Rara kesal dengan sikap bundanya yang tak acuh dengan perasaannya. Ia bersikap seperti itu juga karena peduli dengan kondisi bundanya. Namun, sang bunda seolah menolak rasa simpati putri satu-satunya itu. Rara akhirnya melengos pergi dengan membiarkan pintu pagar terbuka lebar.

Baru beberapa meter ia berjalan, langkahnya putar balik ke arah ia datang sebelumnya.

“Yaampun bekalku ketinggalan.”

Ia kembali dengan berlari hingga membuat deru nafasnya tidak beraturan. Sesampainya di rumah ia berpapasan lagi dengan wajah pucat sang bunda. Hatinya kembali risau ketika melihat wajah itu, melonggarkan keyakinannya untuk pergi ke Sekolah.

“Bun, Rara hari ini nggak masuk ya.

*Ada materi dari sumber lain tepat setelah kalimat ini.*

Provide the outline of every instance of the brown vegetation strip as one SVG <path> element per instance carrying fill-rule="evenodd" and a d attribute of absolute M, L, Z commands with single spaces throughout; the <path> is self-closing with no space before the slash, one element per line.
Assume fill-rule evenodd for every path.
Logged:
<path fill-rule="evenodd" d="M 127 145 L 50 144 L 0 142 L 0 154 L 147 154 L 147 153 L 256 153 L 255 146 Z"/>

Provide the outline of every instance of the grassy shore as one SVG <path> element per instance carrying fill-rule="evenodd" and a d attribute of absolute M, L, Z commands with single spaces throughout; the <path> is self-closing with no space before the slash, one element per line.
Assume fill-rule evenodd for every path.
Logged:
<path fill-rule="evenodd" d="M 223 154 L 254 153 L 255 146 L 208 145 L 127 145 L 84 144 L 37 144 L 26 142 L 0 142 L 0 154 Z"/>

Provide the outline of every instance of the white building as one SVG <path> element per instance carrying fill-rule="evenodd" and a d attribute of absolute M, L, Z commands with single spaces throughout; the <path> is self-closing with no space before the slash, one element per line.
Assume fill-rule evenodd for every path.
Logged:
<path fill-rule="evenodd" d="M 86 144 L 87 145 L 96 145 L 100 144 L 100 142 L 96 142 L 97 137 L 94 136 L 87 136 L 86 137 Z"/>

Rara nggak enak badan,” ia berbohong kepada bundanya demi agar ia bisa menjaga bundanya di Rumah.

“Tiba-tiba gitu, ra?”

“Iya nih, Rara juga nggak tau. Tiba-tiba saja tadi kepala Rara pusing,” ucapnya sambil memegang dahinya yang berkeringat karena lelah berlari. “Dada Rara juga sedikit sesak, bun,” lanjutnya berbohong. Sebenarnya ia sesak akibat lari bukan karena sakit. Namun, karena keadaannya juga pas maka ia jadikan alasan.

“Kita ke dokter ya, ra.”

“Nggak perlu, bun. Rara istirahat saja di Rumah.”

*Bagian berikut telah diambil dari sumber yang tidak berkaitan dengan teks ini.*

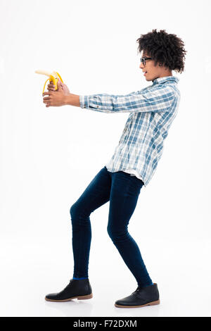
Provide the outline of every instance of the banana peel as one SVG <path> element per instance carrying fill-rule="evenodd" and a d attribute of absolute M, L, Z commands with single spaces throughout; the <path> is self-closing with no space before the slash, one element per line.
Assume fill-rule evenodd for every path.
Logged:
<path fill-rule="evenodd" d="M 60 75 L 56 71 L 53 71 L 53 73 L 51 73 L 50 71 L 37 70 L 35 71 L 35 73 L 39 73 L 40 75 L 45 75 L 46 76 L 49 76 L 49 78 L 47 79 L 47 80 L 46 81 L 46 82 L 44 84 L 44 87 L 42 93 L 44 93 L 44 92 L 45 90 L 46 84 L 48 80 L 49 80 L 49 82 L 53 82 L 53 85 L 55 86 L 55 90 L 56 91 L 58 89 L 57 83 L 58 83 L 58 78 L 60 80 L 61 82 L 63 82 Z"/>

“Tapi, kata kamu sesak. Bahaya lho, ra.”

“Rara nggak apa-apa, bun.”

Tipuan Rara membuahkan hasil. Sang bunda percaya begitu saja dengan tipu muslihat sang anak. Rara tidak bermaksud membohongi bundanya, ia tidak tega jika harus meninggalkan bundanya sendirian di Rumah dengan kondisi mengkhawatirkan seperti itu. Siapa yang akan menolong bundanya jika terjadi sesuatu nanti? Berbohong demi kebaikan tidak apa bukan? Toh banyak diluar sana orang-orang jahat yang berbohong demi keburukan padahal mereka tahu sendiri itu bukanlah perbuatan baik. Dan bohongnya saat ini jauh berbeda dengan orang-orang jahat diluar sana, ia berbohong demi bundanya, demi ketenangan hatinya. Semoga Tuhan merestui kebohongannya.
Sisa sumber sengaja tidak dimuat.